Oh yes sorry my mistake we have to use cos indeed. Another question if you don't mind, will this initial velocity depend on the tension of the string?

17. Sep 11, 2014

### ehild

The initial velocity is given. The tension of the string depends on the speed. It has to provide the necessary centripetal force together with the radial component of the weight.

ehild

18. Sep 11, 2014

### rulo1992

What I don't get is how is it possible to calculate the initial velocity using conservation of energy.
Because if height=(R(1-costheta)) , is it correct to use the formula:1/2m(velocityatbottom)^2=mg(R(1-costheta))? or am I doing something wrong?
I don't get how can kinetic energy be 0, if the particle keeps moving along the cirlce after that point

19. Sep 11, 2014

### ehild

The problem text said that

So the particle does not go around its circular path after covering 2pi/3 radians.

If he particle is fixed to a rigid rotating stick that means the particle stops at that angle, then starts to move backwards.

If it is connected to a string, it still can have speed after reaching that angle, but the radial component of the weight is not enough for the centripetal force, the string gets slack, the motion will not be circular any more.
I think the problem maker expect the solution according to the first case.

ehild

20. Sep 11, 2014

### rulo1992

How are newton's 1st and 3rd laws applied to the forces acting on the particle?
this is the last question of my homework, and I'm having problem answering it correctly in a few lines. Do I have to consider inertial and non inertial frames separately?

21. Sep 11, 2014

### ehild

Stay in the inertial frame of reference. Consider the forces acting on the particle: the tension in the string and gravity. The radial component of the resultant is the centripetal force, while the tangential component accelerates the particle along the circle.

When discussing Newton's 3rd law, be careful. You have two kinds of interaction. One between the particle and the string. The strings pulls the particle with its tension. The particle pulls the string and that causes the tension in the string.
The other interaction is the gravitational pull between Earth and particle.

ehild

22. Sep 11, 2014

### olivermsun

Well you know that the height at the top of the circle is just $2R$ (you can check that $\theta = 180^\circ$ and $\cos 180^\circ = -1$), so that part is fine.

As long as KE > 0 at the highest point in the circle, the motion will continue, so what you do find the velocity $v_\mathrm{min}$ that gives exactly KE = 0. Then you know that the initial velocity $v_0$ has to satisfy $v_0 \gneq v_\mathrm{min}$.

23. Sep 11, 2014

### haruspex

This is wrong.
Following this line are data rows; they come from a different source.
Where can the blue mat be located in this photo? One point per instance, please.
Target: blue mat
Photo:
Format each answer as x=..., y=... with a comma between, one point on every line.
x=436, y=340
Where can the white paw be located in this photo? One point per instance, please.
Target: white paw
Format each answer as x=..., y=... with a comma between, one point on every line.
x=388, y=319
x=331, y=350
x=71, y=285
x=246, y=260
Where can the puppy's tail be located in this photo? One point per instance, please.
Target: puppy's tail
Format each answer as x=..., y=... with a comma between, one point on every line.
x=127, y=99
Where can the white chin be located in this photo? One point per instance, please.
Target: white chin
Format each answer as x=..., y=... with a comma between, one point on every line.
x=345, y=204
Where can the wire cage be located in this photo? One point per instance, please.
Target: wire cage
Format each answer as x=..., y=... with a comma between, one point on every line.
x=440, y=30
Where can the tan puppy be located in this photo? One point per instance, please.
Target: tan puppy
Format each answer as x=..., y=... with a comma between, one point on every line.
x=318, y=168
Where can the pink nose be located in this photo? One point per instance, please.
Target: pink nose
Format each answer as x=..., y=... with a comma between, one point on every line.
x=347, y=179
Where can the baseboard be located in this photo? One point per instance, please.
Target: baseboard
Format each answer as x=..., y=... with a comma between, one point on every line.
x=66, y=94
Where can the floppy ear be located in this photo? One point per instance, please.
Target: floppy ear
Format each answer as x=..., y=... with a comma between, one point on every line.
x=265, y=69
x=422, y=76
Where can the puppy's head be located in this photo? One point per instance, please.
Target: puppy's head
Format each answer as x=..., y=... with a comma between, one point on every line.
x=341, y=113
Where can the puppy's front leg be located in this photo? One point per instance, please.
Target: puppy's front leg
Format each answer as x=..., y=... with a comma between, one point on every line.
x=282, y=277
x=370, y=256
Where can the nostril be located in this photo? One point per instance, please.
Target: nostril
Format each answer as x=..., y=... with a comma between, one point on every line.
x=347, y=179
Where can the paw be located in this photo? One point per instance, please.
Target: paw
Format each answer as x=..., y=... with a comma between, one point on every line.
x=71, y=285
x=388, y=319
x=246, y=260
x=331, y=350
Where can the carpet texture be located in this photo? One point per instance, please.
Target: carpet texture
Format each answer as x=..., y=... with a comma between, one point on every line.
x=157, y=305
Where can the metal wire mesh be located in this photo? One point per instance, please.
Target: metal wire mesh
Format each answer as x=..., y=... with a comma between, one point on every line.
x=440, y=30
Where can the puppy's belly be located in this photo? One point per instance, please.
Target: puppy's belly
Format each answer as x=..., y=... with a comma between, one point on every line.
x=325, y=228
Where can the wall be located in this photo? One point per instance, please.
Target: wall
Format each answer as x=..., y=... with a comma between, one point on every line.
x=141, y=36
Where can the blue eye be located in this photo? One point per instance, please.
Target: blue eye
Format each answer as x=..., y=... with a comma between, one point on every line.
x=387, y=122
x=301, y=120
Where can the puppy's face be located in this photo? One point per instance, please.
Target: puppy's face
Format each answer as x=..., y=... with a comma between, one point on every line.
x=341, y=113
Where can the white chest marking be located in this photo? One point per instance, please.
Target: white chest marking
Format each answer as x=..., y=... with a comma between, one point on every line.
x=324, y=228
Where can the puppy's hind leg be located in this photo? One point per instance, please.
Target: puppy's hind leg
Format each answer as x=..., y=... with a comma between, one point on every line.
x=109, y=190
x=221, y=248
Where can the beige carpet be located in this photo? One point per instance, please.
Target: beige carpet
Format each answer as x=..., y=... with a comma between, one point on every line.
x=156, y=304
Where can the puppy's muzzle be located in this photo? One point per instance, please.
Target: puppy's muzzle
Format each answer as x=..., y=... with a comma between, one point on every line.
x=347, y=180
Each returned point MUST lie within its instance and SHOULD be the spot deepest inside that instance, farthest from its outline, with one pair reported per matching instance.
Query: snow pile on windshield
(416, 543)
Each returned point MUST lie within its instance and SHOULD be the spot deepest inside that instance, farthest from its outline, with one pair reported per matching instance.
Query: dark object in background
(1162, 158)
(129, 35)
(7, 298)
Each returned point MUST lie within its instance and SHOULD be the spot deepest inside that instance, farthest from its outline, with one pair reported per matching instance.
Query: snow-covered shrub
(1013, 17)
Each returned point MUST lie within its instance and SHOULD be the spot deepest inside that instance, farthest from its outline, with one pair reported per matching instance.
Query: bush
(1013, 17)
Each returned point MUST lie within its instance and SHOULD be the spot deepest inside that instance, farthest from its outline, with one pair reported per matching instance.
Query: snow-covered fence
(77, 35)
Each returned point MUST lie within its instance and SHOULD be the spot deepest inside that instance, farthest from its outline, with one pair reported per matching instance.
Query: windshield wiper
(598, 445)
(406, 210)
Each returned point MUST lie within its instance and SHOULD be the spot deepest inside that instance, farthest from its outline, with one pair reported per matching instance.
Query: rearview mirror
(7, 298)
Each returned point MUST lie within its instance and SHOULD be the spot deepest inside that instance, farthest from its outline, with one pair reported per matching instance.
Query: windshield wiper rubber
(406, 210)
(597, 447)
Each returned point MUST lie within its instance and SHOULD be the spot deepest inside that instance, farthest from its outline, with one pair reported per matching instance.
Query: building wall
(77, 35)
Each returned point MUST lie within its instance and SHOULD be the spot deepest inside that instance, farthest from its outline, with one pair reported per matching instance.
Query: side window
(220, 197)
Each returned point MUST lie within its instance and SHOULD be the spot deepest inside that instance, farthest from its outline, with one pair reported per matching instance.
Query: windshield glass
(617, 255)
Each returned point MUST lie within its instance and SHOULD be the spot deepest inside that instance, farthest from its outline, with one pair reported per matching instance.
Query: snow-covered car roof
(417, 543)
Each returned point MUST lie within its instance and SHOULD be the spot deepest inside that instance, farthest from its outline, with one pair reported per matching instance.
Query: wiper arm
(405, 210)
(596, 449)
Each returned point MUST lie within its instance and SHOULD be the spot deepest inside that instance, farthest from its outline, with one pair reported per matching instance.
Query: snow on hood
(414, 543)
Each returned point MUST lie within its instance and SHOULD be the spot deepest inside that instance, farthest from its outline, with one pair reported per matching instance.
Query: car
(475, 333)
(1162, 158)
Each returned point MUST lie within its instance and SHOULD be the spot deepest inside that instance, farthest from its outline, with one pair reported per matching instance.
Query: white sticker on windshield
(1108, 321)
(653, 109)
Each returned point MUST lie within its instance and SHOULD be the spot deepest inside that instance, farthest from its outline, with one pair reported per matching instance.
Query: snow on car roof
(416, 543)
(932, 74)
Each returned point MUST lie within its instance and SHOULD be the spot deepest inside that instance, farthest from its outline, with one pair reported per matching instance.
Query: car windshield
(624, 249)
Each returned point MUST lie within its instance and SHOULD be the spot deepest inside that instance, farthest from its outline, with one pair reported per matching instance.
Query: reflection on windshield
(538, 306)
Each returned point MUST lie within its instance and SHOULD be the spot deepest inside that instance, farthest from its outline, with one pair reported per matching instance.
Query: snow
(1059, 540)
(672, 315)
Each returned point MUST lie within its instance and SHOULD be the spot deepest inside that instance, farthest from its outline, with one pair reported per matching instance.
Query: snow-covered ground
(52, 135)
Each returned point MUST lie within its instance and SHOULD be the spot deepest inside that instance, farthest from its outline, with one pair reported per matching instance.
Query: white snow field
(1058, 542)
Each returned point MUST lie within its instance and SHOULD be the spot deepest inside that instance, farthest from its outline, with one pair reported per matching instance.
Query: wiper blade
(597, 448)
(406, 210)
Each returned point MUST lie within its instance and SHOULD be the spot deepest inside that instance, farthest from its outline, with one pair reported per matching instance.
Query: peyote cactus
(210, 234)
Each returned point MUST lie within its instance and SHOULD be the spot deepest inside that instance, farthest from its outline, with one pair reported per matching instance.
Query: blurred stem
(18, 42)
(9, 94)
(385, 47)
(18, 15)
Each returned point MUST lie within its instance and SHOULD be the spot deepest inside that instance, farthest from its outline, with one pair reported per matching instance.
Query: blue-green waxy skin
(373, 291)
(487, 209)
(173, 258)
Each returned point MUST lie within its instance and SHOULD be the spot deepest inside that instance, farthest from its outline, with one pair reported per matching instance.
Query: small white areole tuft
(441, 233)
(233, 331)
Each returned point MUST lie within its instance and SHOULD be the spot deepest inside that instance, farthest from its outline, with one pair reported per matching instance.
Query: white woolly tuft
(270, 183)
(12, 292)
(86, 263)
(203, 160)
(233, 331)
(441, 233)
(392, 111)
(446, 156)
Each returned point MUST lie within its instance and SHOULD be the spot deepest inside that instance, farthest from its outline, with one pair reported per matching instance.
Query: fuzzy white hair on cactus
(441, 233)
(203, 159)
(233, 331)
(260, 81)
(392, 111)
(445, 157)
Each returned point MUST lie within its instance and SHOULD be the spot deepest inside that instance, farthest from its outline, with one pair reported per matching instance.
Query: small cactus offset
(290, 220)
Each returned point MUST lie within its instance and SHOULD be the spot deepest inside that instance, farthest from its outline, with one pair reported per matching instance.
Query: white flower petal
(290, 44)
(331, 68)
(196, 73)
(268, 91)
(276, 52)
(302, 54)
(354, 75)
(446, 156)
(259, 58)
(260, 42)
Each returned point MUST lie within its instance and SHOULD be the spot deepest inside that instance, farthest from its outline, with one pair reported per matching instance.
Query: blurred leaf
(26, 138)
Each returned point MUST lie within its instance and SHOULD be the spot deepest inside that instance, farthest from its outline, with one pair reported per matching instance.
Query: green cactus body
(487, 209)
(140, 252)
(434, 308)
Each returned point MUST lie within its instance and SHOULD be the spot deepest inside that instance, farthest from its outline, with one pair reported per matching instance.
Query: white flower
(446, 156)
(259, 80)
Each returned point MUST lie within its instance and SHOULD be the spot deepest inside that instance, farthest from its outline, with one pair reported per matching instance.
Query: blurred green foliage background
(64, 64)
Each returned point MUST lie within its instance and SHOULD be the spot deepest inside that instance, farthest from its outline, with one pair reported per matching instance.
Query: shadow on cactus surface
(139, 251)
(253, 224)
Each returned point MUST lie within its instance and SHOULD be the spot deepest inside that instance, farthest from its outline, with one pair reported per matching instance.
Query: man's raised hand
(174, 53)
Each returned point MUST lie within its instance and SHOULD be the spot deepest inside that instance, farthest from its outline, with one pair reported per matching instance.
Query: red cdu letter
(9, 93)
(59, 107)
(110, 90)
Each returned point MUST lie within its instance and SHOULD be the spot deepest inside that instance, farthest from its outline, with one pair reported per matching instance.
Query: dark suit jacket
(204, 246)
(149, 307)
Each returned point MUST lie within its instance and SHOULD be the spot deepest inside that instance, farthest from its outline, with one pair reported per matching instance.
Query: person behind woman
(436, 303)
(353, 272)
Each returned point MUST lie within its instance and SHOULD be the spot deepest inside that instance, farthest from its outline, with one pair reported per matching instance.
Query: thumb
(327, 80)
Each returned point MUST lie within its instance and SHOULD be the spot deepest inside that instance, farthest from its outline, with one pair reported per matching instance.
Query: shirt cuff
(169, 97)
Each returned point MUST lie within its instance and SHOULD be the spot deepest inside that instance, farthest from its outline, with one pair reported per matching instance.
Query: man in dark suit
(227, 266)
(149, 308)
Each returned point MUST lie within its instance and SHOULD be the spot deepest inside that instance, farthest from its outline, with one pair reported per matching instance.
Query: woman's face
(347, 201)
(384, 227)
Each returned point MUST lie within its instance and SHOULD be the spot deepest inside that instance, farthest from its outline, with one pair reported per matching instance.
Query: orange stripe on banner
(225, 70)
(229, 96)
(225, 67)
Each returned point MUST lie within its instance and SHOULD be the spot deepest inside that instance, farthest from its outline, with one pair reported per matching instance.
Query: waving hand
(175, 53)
There is a minimum speed at the top of the circle, and it is greater than zero. It won't reach the top if the string goes slack at any time before that.
What forces act on it at the top? What acceleration does it have there?

24. Sep 11, 2014

### olivermsun

Yup you're right. Thanks for catching that.

v^2/R = g is the limiting condition, where gravity is exactly equal to the centripetal force needed to follow the circle (and hence the string need not provide any tension). Does that sound right to you?

25. Sep 11, 2014

### rulo1992

how can I express the forces that act on the particle with x, y coordinates instead of polar coordinates?